A hawkish testimony and mostly unchanged rhetoric are expected from Fed Chairman Ben Bernanke on Tuesday, as the head of the U.S. central bank delivers the first of a two-day semiannual testimony to congress.

"In the US, all eyes will be on Ben Bernanke as he appears before Congress on Tuesday to give his semi-annual Humphrey-Hawkins testimony," said CIBC Economist Meny Grauman. "Three weeks have already passed since the FOMC decided to keep US rates on hold, but it is unlikely that the Fed Chairman will veer too far away from the tone of that meeting's accompanying statement. The risk of course is that Bernanke signals a more imminent rise in the overnight rate, but we deem that to be a low probability outcome."

On June 25, the FOMC held rates unchanged, adding the statement that, "Although downside risks to growth remain, they appear to have diminished somewhat, and the upside risks to inflation and inflation expectations have increased."

Most agree that the hawkish tone will be maintained given soaring gasoline prices and prospects of global inflation continuing to trend higher.

"The day after Bernanke's testimony, we expect the June CPI to print a very high 0.8%m/m increase," points out JPMorgan Economist Michael Feroli. "That, combined with the fact that some measures of inflation expectations are moving higher, should prompt Bernanke to voice strong concern about the inflation outlook and to reiterate the vow that an unanchoring of inflation expectations would be met with monetary policy action."

BTMU economist Chris Rupkey agrees. "The market is naturally thinking it will be hawkish after Bernanke's comments on June 9, and the FOMC's press statement on June 25. Downside risks are diminishing, while the upside inflation risks are rising the Fed said on both occasions."

"Despite the weakness in the mortgage and stock markets, the market seems to believe Bernanke as head of the FOMC will be hawkish on Tuesday," he added. "We are still a little more worried what the Fed might do if their second half economic recovery forecast misses the mark."

However, prospects of deterioration of growth will inevitably spill into Bernanke's testimony, said Sal Guatieri of BMO Capital Markets. "Persistent downside risks to growth would suggest the Fed is not inclined to raise rates in the near term, barring a broadening of inflation pressures. Rate hikes if necessary, but not necessarily rate hikes."

Fed fund futures are currently expecting 9.5% chance of a 25 bps hike at the FOMC rate announcement on August 5 and a 43.5% chance of a hike by September's announcement.

David Ader, Head of Government Bond Strategy and Ian Lyngen, Interest Rate Strategist at RBS, believe prospects for hikes might have been overpriced.

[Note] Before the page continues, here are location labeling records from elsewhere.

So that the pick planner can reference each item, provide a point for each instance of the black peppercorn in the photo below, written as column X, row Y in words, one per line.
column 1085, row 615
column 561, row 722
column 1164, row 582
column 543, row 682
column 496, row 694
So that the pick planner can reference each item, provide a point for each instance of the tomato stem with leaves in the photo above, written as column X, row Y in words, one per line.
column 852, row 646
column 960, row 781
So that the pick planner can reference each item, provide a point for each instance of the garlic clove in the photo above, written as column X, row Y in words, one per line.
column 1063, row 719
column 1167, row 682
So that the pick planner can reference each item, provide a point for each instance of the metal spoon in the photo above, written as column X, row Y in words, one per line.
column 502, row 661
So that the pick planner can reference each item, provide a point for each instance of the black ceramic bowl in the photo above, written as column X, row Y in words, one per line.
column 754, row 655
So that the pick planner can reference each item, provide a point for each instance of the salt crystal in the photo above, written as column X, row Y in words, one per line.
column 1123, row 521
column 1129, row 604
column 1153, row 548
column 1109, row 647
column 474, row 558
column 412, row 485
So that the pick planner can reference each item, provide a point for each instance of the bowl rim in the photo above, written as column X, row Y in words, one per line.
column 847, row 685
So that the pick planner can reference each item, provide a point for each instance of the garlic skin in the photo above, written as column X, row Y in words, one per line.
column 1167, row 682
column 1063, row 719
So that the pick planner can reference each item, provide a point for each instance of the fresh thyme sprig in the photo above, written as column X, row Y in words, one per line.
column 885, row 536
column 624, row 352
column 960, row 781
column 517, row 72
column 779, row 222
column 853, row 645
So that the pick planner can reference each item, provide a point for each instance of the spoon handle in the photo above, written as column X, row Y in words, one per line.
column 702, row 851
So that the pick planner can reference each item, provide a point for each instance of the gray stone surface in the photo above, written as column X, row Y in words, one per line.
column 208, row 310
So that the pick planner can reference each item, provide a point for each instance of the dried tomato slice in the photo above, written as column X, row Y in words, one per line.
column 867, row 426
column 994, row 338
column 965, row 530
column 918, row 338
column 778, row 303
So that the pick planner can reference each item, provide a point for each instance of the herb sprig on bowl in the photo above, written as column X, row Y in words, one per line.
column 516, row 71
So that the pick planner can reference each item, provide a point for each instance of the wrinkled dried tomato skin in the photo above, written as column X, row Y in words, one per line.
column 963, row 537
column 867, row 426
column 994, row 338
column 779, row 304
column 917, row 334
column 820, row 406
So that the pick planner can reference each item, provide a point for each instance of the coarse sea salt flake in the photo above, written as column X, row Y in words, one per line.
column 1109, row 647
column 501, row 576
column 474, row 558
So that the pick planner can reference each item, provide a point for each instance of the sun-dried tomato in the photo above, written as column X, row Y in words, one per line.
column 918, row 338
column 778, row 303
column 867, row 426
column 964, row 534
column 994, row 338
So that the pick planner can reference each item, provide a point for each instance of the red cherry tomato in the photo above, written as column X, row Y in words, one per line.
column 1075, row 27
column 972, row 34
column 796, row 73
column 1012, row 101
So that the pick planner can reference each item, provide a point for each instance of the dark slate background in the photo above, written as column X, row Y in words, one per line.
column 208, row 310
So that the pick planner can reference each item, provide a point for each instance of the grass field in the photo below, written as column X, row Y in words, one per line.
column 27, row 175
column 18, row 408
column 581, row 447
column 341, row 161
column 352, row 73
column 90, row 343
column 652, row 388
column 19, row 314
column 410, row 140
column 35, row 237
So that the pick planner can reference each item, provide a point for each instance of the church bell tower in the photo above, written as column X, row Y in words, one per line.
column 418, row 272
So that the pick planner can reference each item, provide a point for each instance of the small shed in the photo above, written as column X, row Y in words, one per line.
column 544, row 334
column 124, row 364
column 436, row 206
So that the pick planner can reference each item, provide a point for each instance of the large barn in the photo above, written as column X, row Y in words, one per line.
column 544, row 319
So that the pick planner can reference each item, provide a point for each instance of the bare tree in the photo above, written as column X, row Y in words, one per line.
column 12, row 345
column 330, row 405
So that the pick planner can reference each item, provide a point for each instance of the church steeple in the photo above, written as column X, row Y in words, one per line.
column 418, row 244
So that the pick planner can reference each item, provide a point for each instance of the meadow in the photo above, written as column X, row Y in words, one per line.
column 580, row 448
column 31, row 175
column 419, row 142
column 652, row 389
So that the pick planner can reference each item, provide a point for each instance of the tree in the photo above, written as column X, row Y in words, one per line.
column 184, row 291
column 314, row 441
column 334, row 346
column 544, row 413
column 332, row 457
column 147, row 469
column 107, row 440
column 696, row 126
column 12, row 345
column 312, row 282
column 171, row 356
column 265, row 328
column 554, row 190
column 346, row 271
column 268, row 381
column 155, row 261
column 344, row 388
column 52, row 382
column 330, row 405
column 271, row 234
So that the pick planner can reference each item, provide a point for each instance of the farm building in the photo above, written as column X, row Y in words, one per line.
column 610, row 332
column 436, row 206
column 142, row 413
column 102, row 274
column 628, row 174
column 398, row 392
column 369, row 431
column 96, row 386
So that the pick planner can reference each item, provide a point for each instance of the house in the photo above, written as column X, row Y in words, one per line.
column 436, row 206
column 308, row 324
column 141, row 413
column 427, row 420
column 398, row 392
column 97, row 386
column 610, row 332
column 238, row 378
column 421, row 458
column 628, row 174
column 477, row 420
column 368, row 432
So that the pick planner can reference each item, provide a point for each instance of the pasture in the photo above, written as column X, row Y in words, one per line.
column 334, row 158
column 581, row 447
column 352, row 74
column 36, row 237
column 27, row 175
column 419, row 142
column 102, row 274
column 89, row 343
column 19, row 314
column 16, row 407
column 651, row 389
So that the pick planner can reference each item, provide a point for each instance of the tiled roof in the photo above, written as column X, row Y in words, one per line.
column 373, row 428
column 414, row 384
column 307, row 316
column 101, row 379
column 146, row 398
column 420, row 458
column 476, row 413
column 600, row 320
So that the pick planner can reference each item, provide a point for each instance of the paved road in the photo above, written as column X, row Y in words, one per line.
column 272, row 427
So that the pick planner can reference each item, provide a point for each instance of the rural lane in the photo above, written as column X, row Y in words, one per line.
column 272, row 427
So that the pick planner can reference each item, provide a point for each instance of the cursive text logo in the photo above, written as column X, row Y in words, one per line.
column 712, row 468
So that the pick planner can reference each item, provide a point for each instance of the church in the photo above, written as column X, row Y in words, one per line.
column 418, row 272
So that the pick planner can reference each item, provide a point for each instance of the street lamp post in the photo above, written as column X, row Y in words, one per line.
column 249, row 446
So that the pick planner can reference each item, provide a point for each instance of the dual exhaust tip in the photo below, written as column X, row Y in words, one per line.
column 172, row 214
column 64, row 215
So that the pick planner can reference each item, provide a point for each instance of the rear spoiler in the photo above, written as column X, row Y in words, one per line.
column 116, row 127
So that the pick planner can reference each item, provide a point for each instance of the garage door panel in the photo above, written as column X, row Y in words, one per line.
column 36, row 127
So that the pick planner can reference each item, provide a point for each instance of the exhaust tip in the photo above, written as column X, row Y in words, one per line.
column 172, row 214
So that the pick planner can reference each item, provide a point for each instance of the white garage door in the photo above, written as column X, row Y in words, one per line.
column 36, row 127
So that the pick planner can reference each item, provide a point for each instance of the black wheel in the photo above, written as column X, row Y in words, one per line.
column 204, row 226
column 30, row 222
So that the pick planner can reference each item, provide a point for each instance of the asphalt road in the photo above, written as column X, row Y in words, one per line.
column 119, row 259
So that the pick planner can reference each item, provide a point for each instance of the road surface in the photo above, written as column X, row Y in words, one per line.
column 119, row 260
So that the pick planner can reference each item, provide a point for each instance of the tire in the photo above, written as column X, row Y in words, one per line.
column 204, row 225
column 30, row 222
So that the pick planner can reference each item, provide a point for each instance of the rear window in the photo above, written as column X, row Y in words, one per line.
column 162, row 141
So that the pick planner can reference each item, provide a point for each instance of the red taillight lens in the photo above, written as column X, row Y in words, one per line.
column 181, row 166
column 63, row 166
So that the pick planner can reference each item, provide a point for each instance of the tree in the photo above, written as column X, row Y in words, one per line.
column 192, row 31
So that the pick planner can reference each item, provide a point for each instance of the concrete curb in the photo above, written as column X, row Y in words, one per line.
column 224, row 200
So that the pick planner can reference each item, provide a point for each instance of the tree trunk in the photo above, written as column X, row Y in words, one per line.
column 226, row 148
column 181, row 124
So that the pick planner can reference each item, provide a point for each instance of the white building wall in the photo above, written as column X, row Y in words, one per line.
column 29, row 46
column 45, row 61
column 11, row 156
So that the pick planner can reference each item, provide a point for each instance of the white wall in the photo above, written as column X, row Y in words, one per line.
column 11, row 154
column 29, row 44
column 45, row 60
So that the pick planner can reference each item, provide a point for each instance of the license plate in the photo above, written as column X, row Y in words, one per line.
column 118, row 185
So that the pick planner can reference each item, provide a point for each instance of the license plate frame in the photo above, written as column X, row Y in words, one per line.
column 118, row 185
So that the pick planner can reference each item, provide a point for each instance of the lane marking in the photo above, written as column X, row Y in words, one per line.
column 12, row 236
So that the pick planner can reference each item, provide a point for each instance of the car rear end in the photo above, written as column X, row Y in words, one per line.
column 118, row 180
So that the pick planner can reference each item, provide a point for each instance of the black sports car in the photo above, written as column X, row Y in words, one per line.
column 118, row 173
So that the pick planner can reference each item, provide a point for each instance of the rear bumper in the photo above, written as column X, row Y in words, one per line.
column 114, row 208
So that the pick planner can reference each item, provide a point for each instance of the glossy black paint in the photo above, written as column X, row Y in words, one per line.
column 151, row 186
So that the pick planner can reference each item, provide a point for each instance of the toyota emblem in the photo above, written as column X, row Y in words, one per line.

"Bernanke we think cannot avoid acknowledgement of the pace of weaker data in the last several weeks, the growing slack and rapidity with which UNR has reached into the central tendency's range for this cycle," the wrote in a note to clients. "We expect some relief (as has been the case with recent such testimonies) to start the course of pricing out the last of any hikes this year."

Currency strategists, on the other hand, are expecting the greenback to rebound on some of the testimony.

"Fed Chairman Bernanke's testimony to Congress tomorrow may alleviate dollar losses on the argument of renewed assurance from the central bank," said Ashraf Laidi, chief FX strategist at CMC Markets US. "The currency's best chances of recovery remain against JPY and CAD, but these are likely to remain temporary."

"USDJPY capped at the trend line resistance of 107.10, before renewed weakness emerges back to 106.20," he added. "EURUSD is supported at 1.5820 and 1.5780, which remains well above the increasingly important support of 1.5620. Upside capped at 1.5970."